As Margaret Thatcher demonstrated so successfully with the Falklands war in 1982, any marginally popular politician can resuscitate a flagging term by going to war, all in the name of democracy and freedom from tyranny.

Dubya is learning from Maggie. The words he now uses to justify the invasion of Iraq are virtually identical to hers: to spread democracy and freedom. Never mind the lies about WMDs that were used as a pretext to war.

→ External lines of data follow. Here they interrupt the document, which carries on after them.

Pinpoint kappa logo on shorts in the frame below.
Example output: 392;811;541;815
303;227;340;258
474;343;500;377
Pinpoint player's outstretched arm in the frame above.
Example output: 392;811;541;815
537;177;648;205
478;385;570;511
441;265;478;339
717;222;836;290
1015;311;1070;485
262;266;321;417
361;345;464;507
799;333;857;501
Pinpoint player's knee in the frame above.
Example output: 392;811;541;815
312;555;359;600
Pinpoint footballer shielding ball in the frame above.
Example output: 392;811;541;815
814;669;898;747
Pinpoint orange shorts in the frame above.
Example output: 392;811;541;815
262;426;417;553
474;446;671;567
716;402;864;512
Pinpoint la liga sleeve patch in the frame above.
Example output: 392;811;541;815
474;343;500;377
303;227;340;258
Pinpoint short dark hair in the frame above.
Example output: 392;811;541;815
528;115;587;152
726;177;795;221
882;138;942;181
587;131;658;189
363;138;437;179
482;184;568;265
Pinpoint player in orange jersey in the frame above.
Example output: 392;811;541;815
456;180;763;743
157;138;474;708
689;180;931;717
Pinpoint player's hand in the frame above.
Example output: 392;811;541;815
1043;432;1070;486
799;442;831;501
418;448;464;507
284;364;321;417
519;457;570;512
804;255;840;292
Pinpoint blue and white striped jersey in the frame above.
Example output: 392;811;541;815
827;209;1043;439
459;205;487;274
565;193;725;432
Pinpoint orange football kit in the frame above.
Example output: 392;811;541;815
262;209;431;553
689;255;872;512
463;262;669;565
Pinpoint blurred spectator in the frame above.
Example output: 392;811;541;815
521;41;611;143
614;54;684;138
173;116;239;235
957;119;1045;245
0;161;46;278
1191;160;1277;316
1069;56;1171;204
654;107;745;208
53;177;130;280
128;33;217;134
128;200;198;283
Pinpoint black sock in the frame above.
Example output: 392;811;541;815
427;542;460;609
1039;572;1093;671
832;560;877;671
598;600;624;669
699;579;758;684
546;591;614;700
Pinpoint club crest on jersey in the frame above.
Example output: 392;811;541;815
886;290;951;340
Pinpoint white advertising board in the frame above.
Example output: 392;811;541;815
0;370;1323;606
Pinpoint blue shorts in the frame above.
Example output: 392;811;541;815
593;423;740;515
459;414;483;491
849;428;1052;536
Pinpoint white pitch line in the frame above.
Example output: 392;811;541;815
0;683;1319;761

Today the Bush administration speaks in evangelical terms about spreading democracy and freedom throughout the world. Nice rhetoric, but this is 2005, not 1776. America is no longer the world’s only democracy. Indeed, we are due for our own overhaul. Our two-party system is a relic of the past that today only serves to stifle debate. Our electoral college and its winner-takes-all rules yield a distorted result of the popular vote. Our leaders come almost exclusively from the mercantile and wealthy classes. When was the last time a schoolteacher got elected to high office?

In 2005, people of many nations experienced self-determination and democracy, sometimes with our help and often without. For much of the 20th century, American power was arrayed against democracy in Iran, Chile, Vietnam, South Asia, Philippines, Guatemala, and Nicaragua.

Here at home, it seems every four years we elect an emperor, not a president. Our media fawn over him. In a time of war, our journalists feel compelled to wave the flag before they do their job, which is to dig deeper and uncover the truth. Now we are being shown government-produced media clips with government-paid media consultants without ever being informed of their partisan intent, all paid with taxpayer money.

Yes, we adore our president, and turn on anyone who dares to question his policies. Who needs censorship when citizens themselves are willing participants in groupthink? What does free speech mean when it applies only to the established ideology, not to dissent?